Ратуя за органичное усвоение западного опыта, А. Карпентьер в то же время резкое критикует тенденцию к подражательству, нетворческому заимствованию. Как и другие прогрессивные мыслители региона, он опирается на передовые гуманистические западные традиции и решительно выступает против реакционных.

С марксистско-ленинских позиций решают проблему «Латинская Америка и Запад» коммунисты. Они опираются на наследие Мариатеги, Мельи, Понсе, Рекабаррена. Основные их принципиальные посылки — те же, что и у представителей первого поколения латиноамериканских коммунистов. Большое внимание в идеологической работе компартий уделяется разработке критической аргументации, направленной против реакционной трактовки концепции «западной и христианской цивилизации». Коммунисты разоблачают ее как орудие классового господства буржуазии и средство обоснования империалистического диктата. Под постоянным огнем критики латиноамериканских марксистов — наиболее реакционная разновидность западничества, представленная в доктрине «идеологических границ» («национальной безопасности»). Коммунисты постоянно подчеркивают ее открыто антинациональный характер. Латиноамериканские марксисты не раз отмечали, что попытки представить западную цивилизацию как нечто монолитное, равно как и претензии правонационалистических идеологов на монопольное представительство ее принципов, несостоятельны: сам Запад крайне неоднороден, в его рамках боролись и борются различные классы, реакционные и прогрессивные силы, которые опираются соответственно на противоположные традиции.

Весьма характерно, что ярые антизападники из левоэкстремистского лагеря, а также из среды индеанистов и сторонников негритюда исходили и исходят, по существу, из того же самого представления о Западе как некоем культурно-историческом монолите, едином во всех своих ипостасях. Здесь мы видим одно из проявлений сохраняющейся духовной зависимости представителей названных направлений от той самой реакционной европоцентристской мысли, которую они, казалось бы, полностью отрицают.

Отвергая попытки реакционных испанистов и правобуржуазных сторонников концепции «западной и христианской цивилизации» игнорировать вклад индейского автохтонного, а в ряде стран негритянского элементов, латиноамериканские марксисты вместе с тем со времен Мариатеги всегда решительно выступали против «индейского» или «черного» расизма, против ретроградного в основе своей стремления отказаться от достижений современной европейской культуры. И это отнюдь не случайно, ибо последовательная антизападная точка зрения предполагает отказ не только от капитализма, но и от современной науки и техники, от таких порождений европейской культуры, как политическая демократия с ее партиями и профсоюзами, как гуманистическое наследие Ренессанса и Просвещения и, наконец, марксизм, вобравший в себя высшие достижения западной цивилизации.

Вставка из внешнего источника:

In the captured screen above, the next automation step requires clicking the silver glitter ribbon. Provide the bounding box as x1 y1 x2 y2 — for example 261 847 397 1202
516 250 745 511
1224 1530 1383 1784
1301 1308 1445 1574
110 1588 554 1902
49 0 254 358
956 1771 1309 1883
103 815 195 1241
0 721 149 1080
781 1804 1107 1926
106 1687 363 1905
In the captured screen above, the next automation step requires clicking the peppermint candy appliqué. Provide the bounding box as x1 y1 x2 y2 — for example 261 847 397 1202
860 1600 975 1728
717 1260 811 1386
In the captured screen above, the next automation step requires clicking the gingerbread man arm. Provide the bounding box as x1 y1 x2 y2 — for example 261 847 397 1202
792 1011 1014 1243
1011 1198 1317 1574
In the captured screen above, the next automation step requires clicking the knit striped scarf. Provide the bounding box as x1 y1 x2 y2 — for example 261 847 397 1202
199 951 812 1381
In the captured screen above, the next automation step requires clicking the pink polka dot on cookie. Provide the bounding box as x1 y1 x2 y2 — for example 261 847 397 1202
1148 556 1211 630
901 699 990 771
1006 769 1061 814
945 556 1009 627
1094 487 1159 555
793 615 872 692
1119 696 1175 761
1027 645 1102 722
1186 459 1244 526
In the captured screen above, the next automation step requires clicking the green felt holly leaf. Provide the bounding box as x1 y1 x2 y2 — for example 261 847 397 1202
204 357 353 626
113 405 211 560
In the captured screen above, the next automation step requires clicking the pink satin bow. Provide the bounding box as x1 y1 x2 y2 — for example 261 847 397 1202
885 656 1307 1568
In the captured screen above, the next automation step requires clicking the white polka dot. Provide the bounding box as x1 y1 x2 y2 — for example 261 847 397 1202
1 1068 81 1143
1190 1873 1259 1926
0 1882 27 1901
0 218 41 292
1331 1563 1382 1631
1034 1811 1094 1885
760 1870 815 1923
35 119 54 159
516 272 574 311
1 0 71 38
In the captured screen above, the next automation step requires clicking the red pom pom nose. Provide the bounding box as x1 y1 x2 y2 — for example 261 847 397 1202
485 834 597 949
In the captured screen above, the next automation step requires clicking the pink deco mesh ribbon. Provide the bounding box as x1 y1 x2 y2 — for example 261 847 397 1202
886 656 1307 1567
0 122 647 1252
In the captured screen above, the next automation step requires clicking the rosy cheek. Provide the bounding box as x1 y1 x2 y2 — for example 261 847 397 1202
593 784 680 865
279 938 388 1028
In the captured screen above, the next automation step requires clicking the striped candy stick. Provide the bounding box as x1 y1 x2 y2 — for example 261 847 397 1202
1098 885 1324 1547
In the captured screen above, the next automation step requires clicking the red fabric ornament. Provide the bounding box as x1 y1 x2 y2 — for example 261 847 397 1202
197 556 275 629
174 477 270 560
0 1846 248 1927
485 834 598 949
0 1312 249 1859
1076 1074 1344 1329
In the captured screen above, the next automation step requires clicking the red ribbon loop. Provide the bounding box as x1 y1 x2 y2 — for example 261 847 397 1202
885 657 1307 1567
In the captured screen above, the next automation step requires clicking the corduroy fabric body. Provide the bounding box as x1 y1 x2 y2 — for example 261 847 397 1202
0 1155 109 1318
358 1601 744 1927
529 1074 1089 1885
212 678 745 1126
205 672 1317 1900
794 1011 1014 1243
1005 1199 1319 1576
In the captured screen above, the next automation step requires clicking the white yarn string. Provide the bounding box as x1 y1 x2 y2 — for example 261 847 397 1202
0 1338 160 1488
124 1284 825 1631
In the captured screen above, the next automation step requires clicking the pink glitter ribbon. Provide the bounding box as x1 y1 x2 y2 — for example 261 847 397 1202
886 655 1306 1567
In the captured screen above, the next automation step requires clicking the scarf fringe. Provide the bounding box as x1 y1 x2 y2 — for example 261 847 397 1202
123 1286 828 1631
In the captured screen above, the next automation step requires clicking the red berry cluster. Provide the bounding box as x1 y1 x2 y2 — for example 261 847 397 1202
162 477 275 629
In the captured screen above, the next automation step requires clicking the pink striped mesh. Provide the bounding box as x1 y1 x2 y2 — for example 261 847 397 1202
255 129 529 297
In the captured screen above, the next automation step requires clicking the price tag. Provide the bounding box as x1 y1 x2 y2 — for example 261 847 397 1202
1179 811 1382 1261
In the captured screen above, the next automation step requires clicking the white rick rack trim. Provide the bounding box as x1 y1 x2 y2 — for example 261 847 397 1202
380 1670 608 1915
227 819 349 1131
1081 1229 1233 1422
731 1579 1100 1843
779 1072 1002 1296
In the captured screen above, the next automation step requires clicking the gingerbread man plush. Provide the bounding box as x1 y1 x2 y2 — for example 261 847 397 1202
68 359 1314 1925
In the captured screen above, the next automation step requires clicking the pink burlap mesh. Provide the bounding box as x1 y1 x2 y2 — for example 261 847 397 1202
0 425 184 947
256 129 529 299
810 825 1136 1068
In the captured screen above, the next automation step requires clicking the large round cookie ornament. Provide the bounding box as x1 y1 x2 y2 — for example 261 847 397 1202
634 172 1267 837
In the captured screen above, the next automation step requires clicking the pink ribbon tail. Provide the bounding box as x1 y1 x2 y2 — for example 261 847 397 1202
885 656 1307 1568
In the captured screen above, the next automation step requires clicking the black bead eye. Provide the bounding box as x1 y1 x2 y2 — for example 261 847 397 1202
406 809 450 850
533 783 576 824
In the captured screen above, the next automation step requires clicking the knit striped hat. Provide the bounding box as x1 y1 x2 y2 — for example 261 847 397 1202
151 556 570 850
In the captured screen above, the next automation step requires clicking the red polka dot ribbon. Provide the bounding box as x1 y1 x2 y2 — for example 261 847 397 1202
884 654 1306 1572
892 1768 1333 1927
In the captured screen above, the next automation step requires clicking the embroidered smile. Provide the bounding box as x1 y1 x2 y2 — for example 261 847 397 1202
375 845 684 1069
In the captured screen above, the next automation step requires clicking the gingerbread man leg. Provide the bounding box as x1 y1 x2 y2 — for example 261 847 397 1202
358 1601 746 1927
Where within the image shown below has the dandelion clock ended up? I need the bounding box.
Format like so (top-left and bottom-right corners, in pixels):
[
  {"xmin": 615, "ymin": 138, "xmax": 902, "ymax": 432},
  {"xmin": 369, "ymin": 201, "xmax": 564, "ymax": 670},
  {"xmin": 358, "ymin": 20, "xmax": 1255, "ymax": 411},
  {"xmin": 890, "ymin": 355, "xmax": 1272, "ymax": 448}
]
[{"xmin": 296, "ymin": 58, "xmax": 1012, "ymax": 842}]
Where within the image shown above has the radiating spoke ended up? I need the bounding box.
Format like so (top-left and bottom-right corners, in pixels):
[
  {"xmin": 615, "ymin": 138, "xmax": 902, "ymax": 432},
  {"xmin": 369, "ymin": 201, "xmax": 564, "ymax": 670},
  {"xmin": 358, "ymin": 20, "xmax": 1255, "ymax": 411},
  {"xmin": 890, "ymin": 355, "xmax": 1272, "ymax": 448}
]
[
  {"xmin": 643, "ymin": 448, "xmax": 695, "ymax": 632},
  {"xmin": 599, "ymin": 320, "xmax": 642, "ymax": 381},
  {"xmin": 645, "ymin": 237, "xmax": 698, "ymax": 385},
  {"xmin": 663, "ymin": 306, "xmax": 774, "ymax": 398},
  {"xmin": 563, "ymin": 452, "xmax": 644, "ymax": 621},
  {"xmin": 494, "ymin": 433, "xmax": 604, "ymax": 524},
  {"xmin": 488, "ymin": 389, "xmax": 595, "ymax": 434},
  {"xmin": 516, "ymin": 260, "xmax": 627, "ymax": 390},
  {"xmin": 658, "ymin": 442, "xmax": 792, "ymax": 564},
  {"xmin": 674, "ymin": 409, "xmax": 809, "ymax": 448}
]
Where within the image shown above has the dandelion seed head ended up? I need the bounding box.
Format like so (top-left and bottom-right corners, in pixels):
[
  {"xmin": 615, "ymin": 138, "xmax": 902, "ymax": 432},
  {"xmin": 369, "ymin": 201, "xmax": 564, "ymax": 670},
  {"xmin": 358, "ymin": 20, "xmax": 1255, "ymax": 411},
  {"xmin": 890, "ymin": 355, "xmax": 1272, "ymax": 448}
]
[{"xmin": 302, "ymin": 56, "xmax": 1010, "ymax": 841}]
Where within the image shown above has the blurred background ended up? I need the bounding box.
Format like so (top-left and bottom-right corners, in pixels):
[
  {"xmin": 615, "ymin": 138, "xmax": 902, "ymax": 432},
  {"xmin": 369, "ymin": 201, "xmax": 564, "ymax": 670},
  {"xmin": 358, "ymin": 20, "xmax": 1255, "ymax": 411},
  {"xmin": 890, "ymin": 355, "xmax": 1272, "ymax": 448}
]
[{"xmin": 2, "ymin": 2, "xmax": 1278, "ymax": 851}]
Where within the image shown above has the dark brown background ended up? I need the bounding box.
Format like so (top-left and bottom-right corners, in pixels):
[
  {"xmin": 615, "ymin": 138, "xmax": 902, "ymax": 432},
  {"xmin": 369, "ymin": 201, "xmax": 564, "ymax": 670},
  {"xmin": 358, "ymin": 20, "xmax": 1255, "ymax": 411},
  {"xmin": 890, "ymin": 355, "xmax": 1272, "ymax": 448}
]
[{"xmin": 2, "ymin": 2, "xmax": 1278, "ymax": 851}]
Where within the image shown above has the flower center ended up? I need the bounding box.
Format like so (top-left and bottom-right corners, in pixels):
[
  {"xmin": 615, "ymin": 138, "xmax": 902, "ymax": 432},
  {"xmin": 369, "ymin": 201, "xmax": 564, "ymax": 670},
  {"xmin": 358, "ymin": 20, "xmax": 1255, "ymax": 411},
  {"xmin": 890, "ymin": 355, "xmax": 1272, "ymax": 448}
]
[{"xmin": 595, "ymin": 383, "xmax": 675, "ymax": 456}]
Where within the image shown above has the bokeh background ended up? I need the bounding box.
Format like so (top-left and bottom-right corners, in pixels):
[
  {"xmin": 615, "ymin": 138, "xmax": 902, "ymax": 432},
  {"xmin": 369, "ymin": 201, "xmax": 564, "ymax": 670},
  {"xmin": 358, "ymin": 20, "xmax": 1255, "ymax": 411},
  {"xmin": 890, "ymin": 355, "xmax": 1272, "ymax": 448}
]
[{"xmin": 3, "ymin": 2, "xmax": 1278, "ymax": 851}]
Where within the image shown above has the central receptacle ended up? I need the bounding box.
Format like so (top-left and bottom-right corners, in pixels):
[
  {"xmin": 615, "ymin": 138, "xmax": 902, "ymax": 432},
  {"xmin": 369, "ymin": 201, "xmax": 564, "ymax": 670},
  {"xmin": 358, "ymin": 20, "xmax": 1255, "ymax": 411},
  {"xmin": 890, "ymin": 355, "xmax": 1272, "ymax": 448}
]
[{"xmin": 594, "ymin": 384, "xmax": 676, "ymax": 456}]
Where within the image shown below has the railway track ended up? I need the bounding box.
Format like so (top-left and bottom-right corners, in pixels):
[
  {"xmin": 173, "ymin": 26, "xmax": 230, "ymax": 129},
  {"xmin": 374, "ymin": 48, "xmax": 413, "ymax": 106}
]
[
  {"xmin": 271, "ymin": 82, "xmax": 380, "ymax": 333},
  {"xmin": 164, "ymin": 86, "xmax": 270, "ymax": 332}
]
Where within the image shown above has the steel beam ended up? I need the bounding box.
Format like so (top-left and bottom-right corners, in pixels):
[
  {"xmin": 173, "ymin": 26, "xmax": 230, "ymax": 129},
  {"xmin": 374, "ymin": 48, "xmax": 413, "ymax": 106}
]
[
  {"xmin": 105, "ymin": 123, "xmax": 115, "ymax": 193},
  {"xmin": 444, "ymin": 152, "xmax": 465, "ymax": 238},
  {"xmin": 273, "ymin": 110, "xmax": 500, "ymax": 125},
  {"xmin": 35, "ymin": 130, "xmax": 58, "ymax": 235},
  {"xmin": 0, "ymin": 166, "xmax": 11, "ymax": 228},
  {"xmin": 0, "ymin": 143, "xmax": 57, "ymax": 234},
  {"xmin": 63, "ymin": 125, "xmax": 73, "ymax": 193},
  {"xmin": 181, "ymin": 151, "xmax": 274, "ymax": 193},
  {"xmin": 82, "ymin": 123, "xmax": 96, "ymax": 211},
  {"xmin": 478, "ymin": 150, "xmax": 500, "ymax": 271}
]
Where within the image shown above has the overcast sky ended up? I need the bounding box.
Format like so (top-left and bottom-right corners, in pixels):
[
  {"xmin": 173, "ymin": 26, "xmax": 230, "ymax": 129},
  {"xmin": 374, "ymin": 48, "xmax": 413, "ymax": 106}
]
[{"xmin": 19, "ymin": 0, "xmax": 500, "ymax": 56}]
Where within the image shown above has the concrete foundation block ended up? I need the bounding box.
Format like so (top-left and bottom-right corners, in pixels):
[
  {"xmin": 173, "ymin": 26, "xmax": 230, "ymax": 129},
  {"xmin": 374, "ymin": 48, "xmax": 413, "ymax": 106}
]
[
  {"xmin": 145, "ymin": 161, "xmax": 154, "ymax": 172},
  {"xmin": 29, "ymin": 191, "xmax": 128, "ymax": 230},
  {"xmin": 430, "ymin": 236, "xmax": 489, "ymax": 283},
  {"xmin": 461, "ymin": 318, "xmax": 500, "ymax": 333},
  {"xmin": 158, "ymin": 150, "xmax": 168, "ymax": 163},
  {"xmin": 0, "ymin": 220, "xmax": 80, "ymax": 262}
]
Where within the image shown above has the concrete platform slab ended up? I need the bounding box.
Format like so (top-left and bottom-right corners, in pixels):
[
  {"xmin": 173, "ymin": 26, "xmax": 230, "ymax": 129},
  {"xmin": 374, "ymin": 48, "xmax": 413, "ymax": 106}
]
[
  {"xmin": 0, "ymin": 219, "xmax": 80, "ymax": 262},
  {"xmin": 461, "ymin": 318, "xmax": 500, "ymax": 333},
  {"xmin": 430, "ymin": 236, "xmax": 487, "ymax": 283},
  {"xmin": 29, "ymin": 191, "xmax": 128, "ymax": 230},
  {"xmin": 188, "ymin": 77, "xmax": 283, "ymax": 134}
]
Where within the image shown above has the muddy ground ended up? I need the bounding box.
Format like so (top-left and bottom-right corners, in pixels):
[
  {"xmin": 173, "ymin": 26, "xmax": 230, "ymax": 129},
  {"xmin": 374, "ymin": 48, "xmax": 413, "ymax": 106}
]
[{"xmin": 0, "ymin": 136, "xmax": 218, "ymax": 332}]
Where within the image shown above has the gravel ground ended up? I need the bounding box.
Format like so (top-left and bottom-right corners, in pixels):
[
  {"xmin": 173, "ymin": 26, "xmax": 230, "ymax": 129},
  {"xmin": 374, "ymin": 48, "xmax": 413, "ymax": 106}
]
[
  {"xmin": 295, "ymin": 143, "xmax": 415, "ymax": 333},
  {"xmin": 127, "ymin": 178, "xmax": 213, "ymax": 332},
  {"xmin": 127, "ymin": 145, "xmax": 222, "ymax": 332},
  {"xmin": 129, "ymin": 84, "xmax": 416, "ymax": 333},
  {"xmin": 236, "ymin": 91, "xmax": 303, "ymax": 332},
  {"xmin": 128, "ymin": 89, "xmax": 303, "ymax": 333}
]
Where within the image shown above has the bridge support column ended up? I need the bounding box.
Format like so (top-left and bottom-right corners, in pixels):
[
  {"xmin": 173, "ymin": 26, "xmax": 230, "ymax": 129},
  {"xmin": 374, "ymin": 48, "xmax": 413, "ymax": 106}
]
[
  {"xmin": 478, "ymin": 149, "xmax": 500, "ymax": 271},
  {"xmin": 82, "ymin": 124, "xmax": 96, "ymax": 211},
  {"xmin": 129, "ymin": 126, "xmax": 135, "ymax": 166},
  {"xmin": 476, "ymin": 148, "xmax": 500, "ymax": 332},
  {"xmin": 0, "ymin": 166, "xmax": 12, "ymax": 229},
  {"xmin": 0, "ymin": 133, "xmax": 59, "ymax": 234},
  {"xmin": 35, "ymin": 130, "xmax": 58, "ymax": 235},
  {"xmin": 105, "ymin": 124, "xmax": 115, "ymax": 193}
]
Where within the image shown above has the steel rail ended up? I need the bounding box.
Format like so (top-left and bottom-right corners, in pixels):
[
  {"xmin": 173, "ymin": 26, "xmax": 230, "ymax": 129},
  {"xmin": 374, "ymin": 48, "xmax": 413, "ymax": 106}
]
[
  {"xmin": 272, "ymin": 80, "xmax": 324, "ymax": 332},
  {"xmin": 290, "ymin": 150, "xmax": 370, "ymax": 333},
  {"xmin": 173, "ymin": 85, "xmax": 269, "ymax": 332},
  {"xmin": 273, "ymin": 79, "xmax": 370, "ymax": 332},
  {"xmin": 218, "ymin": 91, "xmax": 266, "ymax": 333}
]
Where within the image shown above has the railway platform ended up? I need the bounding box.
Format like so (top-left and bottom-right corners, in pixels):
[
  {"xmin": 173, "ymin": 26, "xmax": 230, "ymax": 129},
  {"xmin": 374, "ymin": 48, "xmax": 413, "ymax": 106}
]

Внося свой вклад в обсуждение проблемы «Запад и Восток», марксисты, представители других революционных и прогрессивных сил Латинской Америки подчеркивают, что ключ к решению этой проблемы — в осознании движения к всемирной цивилизации, свободной от эксуплуатации и угнетения, как магистрального пути развития всех народов, которые, слившись в некоем экуменическом единстве, в то же время сохранят весь свой ценный опыт и обогатят новую всечеловеческую общность неповторимыми чертами своих национальных культур{236}. Тем самым старая идея синтеза Запада и Востока связывается с перспективой коммунистического переустройства мира.

ВМЕСТО ЗАКЛЮЧЕНИЯ


Специфика нашей книги такова, что заключительный ее раздел приходится начинать с повторения той мысли, которая уже была высказана во введении: охватить всю многоликую действительность Латинской Америки, даже ограничиваясь лишь одним, «традиционным» срезом этой действительности, в рамках небольшой по объему работы невозможно. Столь многое остается за пределами книги, что считать завершенным этот труд, пытаться подвести окончательную черту — значит внести элемент сознательного искажения исследуемой проблематики. Вот почему, на наш взгляд, название «Вместо заключения» лучше всего подходит для последнего раздела книги. Автору остается лишь, в утешение и себе и читателю, повторить вслед за В. Леви: «…и ничего не будет никогда завершенного, кроме смерти (может быть, и для книги, как для любви, лучший конец — середина)»{237}.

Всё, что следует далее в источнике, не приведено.